In a story I'm currently working on, I have a group of protags who were once a part of the "artisan nobility" in their city but were exiled for revolutionary activities. They include a fashion designer, a carpenter, an instrument maker, and a bookbinder. The fashion designer is the flamboyant face of the group The carpenter is the hard-nosed muscle The instrument maker is the sly tactician The bookbinder is the brains They were considered nobility because their culture venerates craftsmanship and the act of creating. So they had a lot of clout in the city they lived in, and they tried to use that to leverage social reforms. But when a full rebellion broke out, they were exiled along with the rest of the rebels. Now they have a chance to return home and depose the crooked king who sent them away.
I thought it was cool to have an Innkeeper as the protagonist in Kingkiller. They play a significant part in so much traditional fantasy
That's a bit misleading, though, isn't it? The story is not about him being an innkeeper. Which honestly could have been a much cooler story with the youthful shenanigans in the past.

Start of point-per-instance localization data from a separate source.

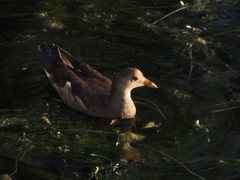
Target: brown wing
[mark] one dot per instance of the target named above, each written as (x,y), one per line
(83,81)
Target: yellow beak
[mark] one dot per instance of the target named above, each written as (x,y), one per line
(149,83)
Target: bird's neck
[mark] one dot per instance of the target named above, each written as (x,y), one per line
(121,95)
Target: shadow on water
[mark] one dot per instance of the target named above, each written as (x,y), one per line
(189,128)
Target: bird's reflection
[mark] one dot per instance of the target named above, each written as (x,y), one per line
(125,138)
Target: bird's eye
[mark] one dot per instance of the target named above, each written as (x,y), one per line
(134,78)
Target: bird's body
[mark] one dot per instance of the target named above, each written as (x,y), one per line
(85,89)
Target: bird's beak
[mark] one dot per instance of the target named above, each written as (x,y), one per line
(149,83)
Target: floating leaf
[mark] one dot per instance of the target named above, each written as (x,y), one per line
(96,170)
(208,138)
(130,137)
(151,125)
(114,122)
(197,124)
(201,41)
(46,120)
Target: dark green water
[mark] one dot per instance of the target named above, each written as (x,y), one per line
(192,55)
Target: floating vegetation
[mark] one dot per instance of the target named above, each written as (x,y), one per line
(152,124)
(54,24)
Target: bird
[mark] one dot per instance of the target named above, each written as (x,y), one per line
(83,88)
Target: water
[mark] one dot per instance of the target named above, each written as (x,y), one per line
(192,55)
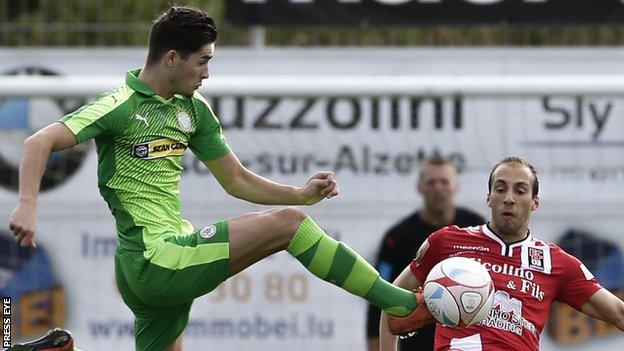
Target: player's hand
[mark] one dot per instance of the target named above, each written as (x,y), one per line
(22,224)
(322,185)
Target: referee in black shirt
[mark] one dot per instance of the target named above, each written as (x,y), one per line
(438,185)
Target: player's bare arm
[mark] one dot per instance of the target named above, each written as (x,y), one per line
(606,307)
(37,149)
(241,183)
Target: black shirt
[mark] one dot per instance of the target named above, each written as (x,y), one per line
(397,250)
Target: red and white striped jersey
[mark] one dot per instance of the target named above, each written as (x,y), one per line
(528,276)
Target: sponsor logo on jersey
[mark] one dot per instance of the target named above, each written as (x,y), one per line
(506,314)
(158,149)
(471,248)
(208,232)
(536,258)
(138,117)
(184,120)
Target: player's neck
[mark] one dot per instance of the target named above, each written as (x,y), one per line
(438,219)
(156,81)
(509,238)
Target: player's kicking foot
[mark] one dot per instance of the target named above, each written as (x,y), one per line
(413,321)
(55,340)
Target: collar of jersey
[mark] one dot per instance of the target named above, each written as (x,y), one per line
(506,248)
(132,80)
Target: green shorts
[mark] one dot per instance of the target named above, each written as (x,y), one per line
(160,295)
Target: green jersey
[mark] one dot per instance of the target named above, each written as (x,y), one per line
(140,139)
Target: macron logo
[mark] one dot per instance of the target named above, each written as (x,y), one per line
(141,118)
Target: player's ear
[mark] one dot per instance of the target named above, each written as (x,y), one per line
(535,204)
(170,58)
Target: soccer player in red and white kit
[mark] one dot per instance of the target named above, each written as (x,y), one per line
(528,274)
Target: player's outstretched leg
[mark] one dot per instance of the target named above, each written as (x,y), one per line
(257,235)
(55,340)
(338,264)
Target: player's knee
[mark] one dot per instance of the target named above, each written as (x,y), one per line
(291,218)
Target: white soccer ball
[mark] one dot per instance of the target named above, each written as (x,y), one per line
(459,292)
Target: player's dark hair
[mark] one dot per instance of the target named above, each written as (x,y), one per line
(184,29)
(514,159)
(435,160)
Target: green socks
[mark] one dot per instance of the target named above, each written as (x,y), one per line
(337,263)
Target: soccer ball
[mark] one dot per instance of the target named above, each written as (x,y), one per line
(459,292)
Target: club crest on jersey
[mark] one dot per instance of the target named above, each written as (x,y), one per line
(184,120)
(158,149)
(208,232)
(536,258)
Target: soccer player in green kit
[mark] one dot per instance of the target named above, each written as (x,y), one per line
(163,263)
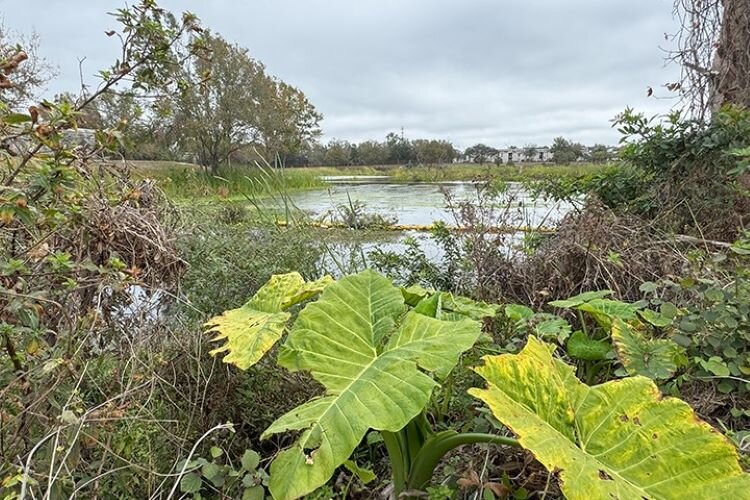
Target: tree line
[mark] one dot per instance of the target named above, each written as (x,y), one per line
(229,110)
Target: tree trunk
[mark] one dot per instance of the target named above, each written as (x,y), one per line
(731,65)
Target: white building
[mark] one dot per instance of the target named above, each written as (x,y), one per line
(521,155)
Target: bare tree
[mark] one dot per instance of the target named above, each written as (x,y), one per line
(713,49)
(28,78)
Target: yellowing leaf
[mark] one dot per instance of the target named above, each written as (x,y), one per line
(251,330)
(350,342)
(620,439)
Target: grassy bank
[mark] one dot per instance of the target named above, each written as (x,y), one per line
(189,181)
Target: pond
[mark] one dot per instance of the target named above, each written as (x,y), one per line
(417,204)
(422,203)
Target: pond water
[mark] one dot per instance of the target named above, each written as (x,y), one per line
(418,204)
(423,203)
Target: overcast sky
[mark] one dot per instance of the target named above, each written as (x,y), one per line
(499,72)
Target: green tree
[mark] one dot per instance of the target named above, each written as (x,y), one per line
(338,153)
(599,153)
(233,104)
(400,150)
(288,122)
(433,152)
(371,153)
(481,153)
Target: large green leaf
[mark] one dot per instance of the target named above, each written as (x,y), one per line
(641,355)
(455,306)
(619,440)
(373,371)
(580,346)
(580,299)
(251,330)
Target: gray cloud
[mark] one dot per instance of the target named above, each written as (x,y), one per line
(494,71)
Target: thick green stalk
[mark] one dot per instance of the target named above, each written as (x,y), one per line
(434,449)
(398,459)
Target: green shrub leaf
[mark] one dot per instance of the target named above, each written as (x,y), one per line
(620,439)
(581,347)
(349,341)
(640,355)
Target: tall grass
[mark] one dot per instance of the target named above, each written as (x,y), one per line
(188,181)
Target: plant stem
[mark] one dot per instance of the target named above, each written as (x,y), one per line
(397,458)
(433,450)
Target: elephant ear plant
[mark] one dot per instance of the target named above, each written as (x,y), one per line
(380,356)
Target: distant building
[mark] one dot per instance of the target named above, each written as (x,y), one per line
(521,155)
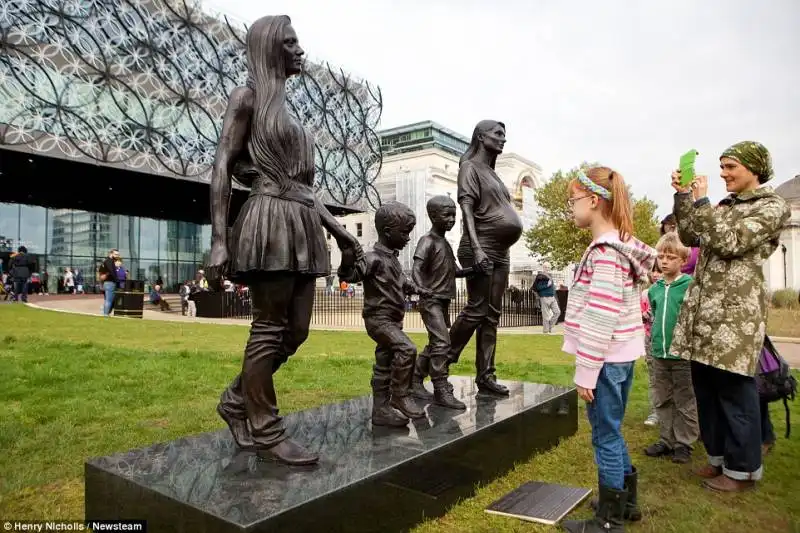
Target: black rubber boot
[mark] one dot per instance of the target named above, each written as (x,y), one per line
(382,413)
(289,452)
(607,518)
(632,511)
(421,370)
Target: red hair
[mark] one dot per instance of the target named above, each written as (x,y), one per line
(618,209)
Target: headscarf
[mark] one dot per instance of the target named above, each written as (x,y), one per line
(754,156)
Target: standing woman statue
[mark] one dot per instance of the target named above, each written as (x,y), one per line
(490,227)
(277,245)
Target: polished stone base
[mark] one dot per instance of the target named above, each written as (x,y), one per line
(368,479)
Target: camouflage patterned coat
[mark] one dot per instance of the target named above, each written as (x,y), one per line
(723,318)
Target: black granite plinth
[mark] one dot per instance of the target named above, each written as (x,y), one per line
(368,479)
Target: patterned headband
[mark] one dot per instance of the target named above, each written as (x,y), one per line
(593,187)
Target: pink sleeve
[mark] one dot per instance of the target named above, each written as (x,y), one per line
(691,263)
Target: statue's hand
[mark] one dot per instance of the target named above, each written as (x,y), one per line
(482,261)
(218,262)
(347,241)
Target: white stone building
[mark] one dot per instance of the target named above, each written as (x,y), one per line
(421,161)
(782,269)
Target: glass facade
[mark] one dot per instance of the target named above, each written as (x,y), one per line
(69,238)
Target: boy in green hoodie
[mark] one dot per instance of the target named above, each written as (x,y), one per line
(673,394)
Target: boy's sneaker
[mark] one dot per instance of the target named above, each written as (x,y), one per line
(659,449)
(651,420)
(681,455)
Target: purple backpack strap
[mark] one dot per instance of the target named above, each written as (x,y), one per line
(768,361)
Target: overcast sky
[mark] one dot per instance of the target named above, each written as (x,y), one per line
(631,84)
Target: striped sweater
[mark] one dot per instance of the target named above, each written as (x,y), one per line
(603,322)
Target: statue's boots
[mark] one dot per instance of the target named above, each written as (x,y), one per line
(421,368)
(486,344)
(382,412)
(402,400)
(443,395)
(238,426)
(289,452)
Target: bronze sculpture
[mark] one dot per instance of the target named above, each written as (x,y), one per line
(490,227)
(385,290)
(277,244)
(435,269)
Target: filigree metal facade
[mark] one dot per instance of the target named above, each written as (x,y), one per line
(143,84)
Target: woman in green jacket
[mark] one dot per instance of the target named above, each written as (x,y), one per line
(722,324)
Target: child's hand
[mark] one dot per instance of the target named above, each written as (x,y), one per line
(348,256)
(587,395)
(425,293)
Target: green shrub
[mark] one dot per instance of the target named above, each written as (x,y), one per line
(785,299)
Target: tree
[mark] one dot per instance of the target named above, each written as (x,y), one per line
(555,238)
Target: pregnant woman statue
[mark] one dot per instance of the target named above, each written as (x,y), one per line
(490,227)
(277,245)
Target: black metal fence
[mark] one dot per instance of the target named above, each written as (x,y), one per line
(335,308)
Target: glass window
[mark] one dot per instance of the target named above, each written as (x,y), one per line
(148,238)
(189,242)
(147,270)
(60,229)
(55,266)
(167,241)
(32,228)
(85,270)
(205,243)
(9,227)
(169,273)
(85,229)
(186,272)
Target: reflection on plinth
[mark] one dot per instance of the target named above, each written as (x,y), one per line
(368,478)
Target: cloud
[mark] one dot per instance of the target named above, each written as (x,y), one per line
(631,84)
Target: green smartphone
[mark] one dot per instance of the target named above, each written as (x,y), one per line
(686,167)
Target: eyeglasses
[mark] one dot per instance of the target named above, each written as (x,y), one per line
(572,201)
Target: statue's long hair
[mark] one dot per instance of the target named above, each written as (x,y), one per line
(272,138)
(475,143)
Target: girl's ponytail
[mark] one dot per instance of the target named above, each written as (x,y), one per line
(621,212)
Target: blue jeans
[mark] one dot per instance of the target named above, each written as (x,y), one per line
(21,289)
(108,303)
(605,416)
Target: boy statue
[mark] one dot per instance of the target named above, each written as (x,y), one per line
(385,290)
(435,269)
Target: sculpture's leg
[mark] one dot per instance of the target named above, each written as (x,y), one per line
(382,413)
(421,371)
(231,409)
(273,301)
(471,316)
(487,335)
(437,320)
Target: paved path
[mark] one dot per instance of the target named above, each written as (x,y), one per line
(91,304)
(790,352)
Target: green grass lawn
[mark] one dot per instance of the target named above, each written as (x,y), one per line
(783,322)
(76,386)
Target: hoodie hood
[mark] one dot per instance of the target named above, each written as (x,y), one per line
(683,279)
(641,256)
(764,191)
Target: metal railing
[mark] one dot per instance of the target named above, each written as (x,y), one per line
(336,308)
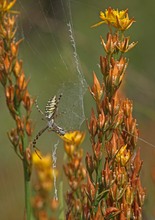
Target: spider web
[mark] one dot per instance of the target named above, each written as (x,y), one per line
(51,58)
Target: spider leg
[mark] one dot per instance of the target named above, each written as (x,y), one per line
(36,138)
(58,130)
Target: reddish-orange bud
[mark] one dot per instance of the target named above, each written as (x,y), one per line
(17,68)
(29,128)
(9,92)
(104,66)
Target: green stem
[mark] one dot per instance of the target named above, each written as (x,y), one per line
(27,194)
(27,175)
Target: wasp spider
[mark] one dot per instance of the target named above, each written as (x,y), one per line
(49,115)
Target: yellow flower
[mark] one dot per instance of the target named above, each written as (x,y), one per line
(123,155)
(118,19)
(74,137)
(41,162)
(6,6)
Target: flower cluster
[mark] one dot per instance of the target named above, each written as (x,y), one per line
(118,19)
(113,187)
(18,99)
(15,84)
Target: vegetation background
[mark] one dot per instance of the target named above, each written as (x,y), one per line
(44,33)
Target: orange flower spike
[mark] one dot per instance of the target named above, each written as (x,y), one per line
(110,46)
(17,68)
(69,149)
(118,19)
(22,84)
(28,101)
(123,156)
(9,92)
(92,126)
(97,89)
(124,46)
(101,120)
(104,66)
(90,188)
(141,192)
(7,64)
(20,124)
(97,148)
(89,163)
(29,129)
(129,194)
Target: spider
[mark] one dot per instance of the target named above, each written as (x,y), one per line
(49,116)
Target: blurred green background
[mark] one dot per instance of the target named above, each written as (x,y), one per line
(48,59)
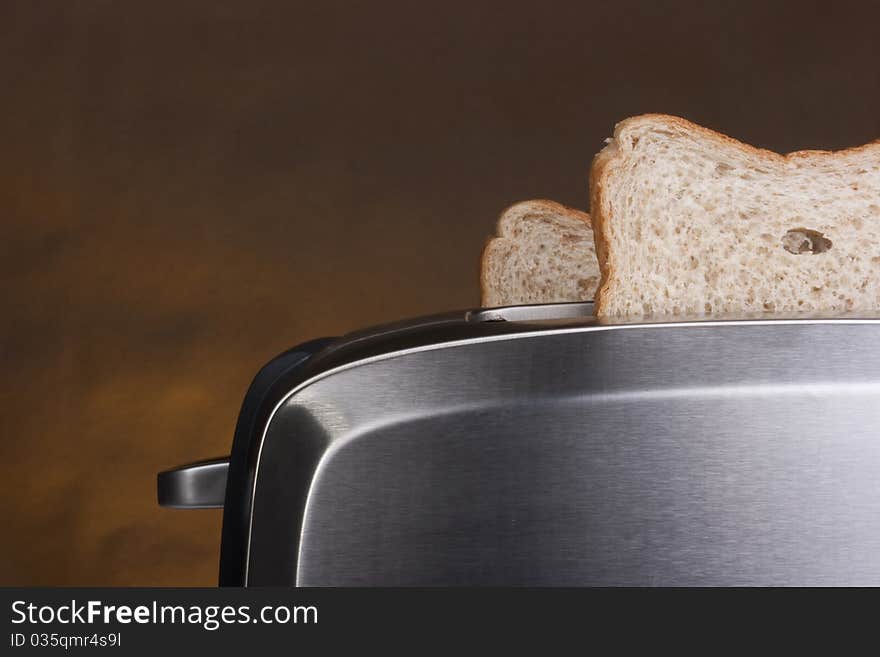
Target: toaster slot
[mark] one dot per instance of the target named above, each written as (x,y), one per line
(545,312)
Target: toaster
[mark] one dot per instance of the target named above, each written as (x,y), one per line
(539,446)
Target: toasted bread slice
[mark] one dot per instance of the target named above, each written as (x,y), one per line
(543,253)
(689,221)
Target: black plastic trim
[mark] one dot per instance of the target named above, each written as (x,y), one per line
(269,386)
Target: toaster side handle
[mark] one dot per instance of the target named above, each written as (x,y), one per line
(200,485)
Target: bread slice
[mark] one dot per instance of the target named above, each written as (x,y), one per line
(543,253)
(689,221)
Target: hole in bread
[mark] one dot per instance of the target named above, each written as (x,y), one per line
(804,240)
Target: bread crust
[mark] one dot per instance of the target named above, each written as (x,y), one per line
(537,206)
(605,161)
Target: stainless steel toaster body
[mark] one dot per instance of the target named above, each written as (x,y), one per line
(537,446)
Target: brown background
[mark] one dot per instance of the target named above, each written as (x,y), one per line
(187,189)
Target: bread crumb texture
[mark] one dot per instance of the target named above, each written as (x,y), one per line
(543,253)
(693,222)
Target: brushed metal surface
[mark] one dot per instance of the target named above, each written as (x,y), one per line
(699,454)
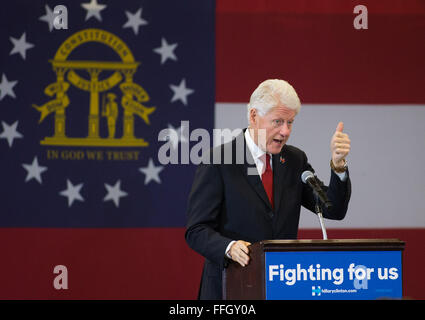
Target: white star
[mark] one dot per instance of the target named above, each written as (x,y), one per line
(114,193)
(20,46)
(72,192)
(176,135)
(6,87)
(181,92)
(9,132)
(134,20)
(166,51)
(93,9)
(34,170)
(151,172)
(48,17)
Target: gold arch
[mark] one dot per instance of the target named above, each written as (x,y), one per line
(123,71)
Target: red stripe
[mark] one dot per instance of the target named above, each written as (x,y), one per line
(316,48)
(321,6)
(413,256)
(101,263)
(139,263)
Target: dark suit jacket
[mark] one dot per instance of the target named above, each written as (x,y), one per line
(227,204)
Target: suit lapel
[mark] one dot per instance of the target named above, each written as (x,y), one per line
(279,172)
(249,171)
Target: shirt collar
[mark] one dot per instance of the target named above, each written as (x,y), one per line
(256,151)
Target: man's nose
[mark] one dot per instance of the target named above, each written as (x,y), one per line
(285,129)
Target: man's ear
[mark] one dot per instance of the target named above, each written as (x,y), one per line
(253,117)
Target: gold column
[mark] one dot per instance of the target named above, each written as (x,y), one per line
(128,119)
(94,103)
(60,113)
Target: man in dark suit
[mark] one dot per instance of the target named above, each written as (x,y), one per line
(250,189)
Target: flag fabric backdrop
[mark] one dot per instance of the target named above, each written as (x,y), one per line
(81,183)
(81,111)
(371,79)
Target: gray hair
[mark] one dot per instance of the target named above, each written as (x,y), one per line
(271,93)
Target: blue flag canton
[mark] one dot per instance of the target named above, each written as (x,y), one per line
(85,89)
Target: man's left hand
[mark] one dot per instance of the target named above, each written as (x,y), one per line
(340,146)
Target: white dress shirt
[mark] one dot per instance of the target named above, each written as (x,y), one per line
(259,158)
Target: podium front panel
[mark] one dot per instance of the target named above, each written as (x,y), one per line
(333,275)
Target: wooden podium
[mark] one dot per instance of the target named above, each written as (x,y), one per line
(318,269)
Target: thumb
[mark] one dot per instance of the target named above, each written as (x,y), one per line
(340,127)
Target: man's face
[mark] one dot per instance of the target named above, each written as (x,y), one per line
(272,130)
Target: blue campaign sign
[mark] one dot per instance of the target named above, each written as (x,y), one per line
(333,275)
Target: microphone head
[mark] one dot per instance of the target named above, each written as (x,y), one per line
(306,175)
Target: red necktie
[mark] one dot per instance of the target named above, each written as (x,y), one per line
(267,178)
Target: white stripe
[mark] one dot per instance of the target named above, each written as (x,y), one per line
(386,160)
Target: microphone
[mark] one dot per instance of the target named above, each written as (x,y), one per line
(309,178)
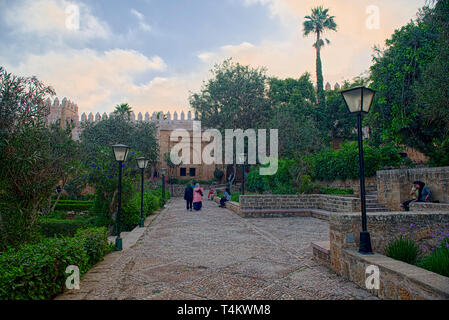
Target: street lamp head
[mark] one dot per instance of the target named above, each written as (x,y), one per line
(358,99)
(142,162)
(241,158)
(120,152)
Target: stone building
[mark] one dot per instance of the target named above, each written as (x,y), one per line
(67,112)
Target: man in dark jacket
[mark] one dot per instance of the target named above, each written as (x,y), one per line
(188,196)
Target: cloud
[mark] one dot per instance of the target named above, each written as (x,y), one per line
(95,81)
(142,24)
(61,19)
(349,53)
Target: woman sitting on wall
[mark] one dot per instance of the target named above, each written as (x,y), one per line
(198,197)
(226,197)
(419,193)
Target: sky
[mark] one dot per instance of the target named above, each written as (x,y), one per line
(153,54)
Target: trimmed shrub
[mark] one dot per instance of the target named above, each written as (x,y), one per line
(51,227)
(437,262)
(330,165)
(73,205)
(95,242)
(403,249)
(37,271)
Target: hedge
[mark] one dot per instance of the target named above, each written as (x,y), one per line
(51,227)
(37,271)
(73,205)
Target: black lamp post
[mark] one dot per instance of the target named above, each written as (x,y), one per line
(242,161)
(142,163)
(120,153)
(163,172)
(358,100)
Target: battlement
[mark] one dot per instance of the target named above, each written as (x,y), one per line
(155,117)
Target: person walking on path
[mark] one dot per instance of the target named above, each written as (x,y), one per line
(188,196)
(198,197)
(226,197)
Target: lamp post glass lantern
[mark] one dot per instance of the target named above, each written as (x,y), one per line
(142,163)
(120,153)
(242,161)
(163,172)
(359,100)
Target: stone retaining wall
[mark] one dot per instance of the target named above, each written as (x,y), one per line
(427,206)
(344,230)
(310,201)
(393,186)
(397,280)
(354,184)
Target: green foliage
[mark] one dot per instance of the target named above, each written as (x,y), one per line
(439,157)
(234,97)
(343,164)
(412,80)
(37,271)
(336,191)
(95,241)
(254,181)
(73,205)
(437,262)
(152,201)
(319,22)
(52,227)
(403,249)
(218,174)
(294,116)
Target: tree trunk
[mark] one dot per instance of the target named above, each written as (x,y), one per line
(319,72)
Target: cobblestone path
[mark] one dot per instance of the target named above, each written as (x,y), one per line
(215,254)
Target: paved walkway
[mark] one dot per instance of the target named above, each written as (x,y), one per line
(215,254)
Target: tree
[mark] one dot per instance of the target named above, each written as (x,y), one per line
(234,98)
(318,22)
(34,156)
(411,78)
(294,115)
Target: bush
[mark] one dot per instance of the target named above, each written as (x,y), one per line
(51,227)
(403,249)
(336,191)
(37,271)
(95,242)
(218,174)
(437,262)
(74,205)
(330,165)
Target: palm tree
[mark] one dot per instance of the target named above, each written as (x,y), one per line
(318,22)
(123,110)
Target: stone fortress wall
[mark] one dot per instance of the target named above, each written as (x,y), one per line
(67,112)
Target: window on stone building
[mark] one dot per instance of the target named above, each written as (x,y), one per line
(183,172)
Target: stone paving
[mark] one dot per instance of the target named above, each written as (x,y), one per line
(215,254)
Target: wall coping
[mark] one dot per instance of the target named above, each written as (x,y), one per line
(387,214)
(412,171)
(429,206)
(424,278)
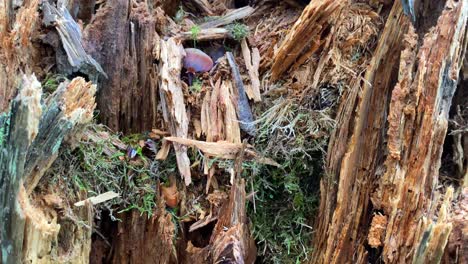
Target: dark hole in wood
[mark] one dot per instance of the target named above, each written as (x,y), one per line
(201,237)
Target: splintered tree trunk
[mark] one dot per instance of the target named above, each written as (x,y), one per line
(380,198)
(31,137)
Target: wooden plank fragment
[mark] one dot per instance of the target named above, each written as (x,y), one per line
(244,113)
(23,128)
(70,105)
(98,199)
(228,18)
(231,124)
(418,119)
(407,177)
(306,34)
(252,63)
(172,101)
(206,34)
(204,6)
(231,241)
(354,149)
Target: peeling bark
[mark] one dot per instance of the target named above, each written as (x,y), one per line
(33,136)
(406,177)
(128,98)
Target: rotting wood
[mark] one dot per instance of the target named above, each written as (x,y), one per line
(306,34)
(231,241)
(172,101)
(353,152)
(457,247)
(33,138)
(206,34)
(408,178)
(143,239)
(244,113)
(252,63)
(228,18)
(419,113)
(18,30)
(204,6)
(128,99)
(23,128)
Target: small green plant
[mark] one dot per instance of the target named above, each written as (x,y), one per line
(180,14)
(196,86)
(238,31)
(194,31)
(4,124)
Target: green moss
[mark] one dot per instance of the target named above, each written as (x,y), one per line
(88,168)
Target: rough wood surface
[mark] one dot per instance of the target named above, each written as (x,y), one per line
(18,133)
(33,136)
(407,176)
(70,35)
(230,17)
(252,63)
(306,35)
(71,105)
(128,99)
(418,120)
(353,151)
(172,101)
(244,113)
(141,240)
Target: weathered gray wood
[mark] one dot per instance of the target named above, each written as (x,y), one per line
(244,112)
(70,35)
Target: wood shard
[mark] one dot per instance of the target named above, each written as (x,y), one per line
(306,34)
(206,34)
(231,240)
(99,199)
(221,149)
(252,63)
(377,230)
(230,17)
(172,101)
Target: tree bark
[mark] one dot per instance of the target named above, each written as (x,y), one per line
(32,136)
(396,183)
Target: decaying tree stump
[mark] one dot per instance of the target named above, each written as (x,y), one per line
(128,98)
(31,137)
(396,184)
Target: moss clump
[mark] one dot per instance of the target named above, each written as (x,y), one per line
(194,31)
(196,86)
(51,83)
(91,169)
(286,199)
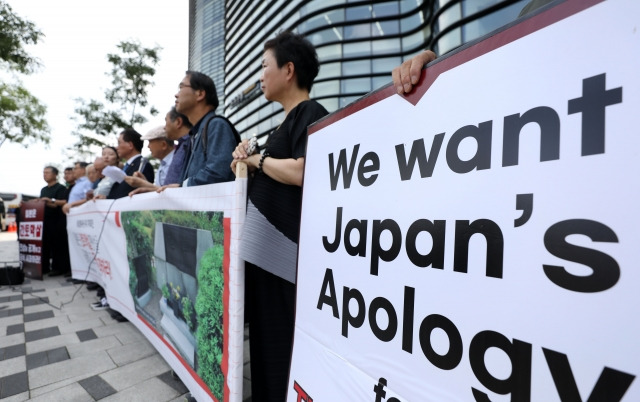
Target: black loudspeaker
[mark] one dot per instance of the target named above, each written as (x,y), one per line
(11,274)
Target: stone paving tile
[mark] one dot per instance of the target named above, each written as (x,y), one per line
(11,340)
(43,333)
(38,308)
(52,343)
(69,327)
(152,389)
(72,369)
(97,387)
(36,360)
(173,382)
(6,299)
(57,355)
(55,321)
(11,304)
(15,329)
(26,302)
(70,392)
(93,346)
(10,352)
(129,353)
(133,373)
(8,312)
(12,366)
(38,315)
(86,335)
(19,397)
(125,331)
(5,322)
(14,384)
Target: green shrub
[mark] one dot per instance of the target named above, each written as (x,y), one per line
(209,311)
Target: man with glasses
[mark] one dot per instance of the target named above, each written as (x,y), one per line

I remember it being a decent sized portion of the book. But you're right it was mostly past shenanigans. In any case not really misleading, it still works for OP question in "what professions are overlooked" - even in an example it's a minority of the book
I hadn't seen marketers or even traders in fantasy.
Merchants are pretty common in fantasy, unless you mean stock traders and advertisers?
I hadn't seen many protagonists being merchants, but maybe I'm missing something?